My specific comments:

Introduction

well written but should be reduced to one page

Line 63-please expand/clarify what "behaviourally active neuropeptides" are

Line 73-"stimulation of blood..." what generation/group are they referring to?

Line 75-typo-replace composed with compared

Be concise with hypothesis and justify use of model etc. in the discussion instead

Methods

Well described but would benefit from a table to explain stressors/tests and samples collected from the different generations. Please include group numbers here. As currently it appears there may be 3 in some groups but it is not fully clear. If so this is too low.

Please justify the timing and dose of the vaccination

Why were offspring were not used?

Also justify the statistics used

Results

Mostly clearly written

Is ECSS a typo? It is not described what this group is

Discussion

Good but needs to be reduced to a page and a half-there is not a huge amount of results to discuss so tightening up the discussion would make improve the overall impression of the manuscript



Author Response

Thank you for your useful comments.  We have made the requested changes which are tracked in the revised manuscript and detailed below.
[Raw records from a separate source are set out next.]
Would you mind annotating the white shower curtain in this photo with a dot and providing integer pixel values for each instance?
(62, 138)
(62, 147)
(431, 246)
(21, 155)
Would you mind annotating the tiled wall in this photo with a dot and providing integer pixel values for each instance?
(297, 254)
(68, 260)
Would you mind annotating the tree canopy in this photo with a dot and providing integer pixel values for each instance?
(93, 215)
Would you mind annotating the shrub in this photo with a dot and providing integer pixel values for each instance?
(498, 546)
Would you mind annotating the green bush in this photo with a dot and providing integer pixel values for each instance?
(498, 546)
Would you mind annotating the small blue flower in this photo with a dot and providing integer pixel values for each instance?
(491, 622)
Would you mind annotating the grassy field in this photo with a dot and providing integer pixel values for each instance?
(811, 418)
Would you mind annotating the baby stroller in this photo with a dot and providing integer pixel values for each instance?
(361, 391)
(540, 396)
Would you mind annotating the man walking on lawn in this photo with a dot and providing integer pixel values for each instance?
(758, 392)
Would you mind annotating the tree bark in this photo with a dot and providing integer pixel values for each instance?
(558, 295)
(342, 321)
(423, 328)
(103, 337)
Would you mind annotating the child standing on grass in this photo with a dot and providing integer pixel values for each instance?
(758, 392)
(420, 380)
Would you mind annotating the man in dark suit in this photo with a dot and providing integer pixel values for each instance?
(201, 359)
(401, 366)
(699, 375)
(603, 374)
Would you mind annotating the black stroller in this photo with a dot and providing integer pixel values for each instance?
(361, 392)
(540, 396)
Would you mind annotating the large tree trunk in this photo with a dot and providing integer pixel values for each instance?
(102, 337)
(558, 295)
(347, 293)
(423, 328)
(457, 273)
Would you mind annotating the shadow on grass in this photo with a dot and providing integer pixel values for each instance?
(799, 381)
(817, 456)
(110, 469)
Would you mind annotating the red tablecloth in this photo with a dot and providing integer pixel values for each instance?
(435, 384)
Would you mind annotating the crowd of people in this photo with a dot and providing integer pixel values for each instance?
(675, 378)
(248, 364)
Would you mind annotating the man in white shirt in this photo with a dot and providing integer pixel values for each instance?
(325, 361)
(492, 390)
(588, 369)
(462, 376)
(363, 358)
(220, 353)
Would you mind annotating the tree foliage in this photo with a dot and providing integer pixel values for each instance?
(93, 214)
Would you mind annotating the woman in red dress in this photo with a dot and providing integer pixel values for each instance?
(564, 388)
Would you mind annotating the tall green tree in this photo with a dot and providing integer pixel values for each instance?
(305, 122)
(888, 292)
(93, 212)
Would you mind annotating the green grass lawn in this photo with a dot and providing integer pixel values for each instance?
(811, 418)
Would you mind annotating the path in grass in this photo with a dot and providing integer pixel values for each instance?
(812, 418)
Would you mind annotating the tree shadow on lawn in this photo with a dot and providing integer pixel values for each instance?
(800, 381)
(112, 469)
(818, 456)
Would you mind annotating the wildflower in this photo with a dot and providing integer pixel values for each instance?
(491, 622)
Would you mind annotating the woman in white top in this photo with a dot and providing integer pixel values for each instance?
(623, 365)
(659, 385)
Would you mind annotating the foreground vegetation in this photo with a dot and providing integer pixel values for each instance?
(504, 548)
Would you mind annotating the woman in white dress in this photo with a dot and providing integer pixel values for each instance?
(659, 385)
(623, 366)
 The introduction has been shortened to one page.

 The additional minor revisions have been completed, and we are more concise with out hypotheses.

 We have added a table of experimental procedures, with sample sizes.  We agree that the vaccine work sample sizes are too low, and have qualified statements regarding these data in the abstract and discussion by noting their preliminary nature.  It is our hope that the current data stimulate more extensive studies in this area.

The timing and dose of the vaccination has been justified based on similar mouse experiments conducted by Dr. Beamer.

We did use the F1 and F2 offspring.  If the question was about male offspring, we were limited by time and financial resources, and the primary focus of the Nephew lab is on females due to the relative lack of data on female rodents.

We used the described statistics based on the comparison of two experimental groups.  The use of more complicated statistical models is not necessary due to the use one pup per litter to avoid litter effects across or within generations.

 ECSS was a typo.

The discussion has been shortened to a page and a half.

We are unable to insert and revise the citations due to the current format provided by Brain Sciences.  Please let us know if we need to make changes to assist with correcting the references and bibliography.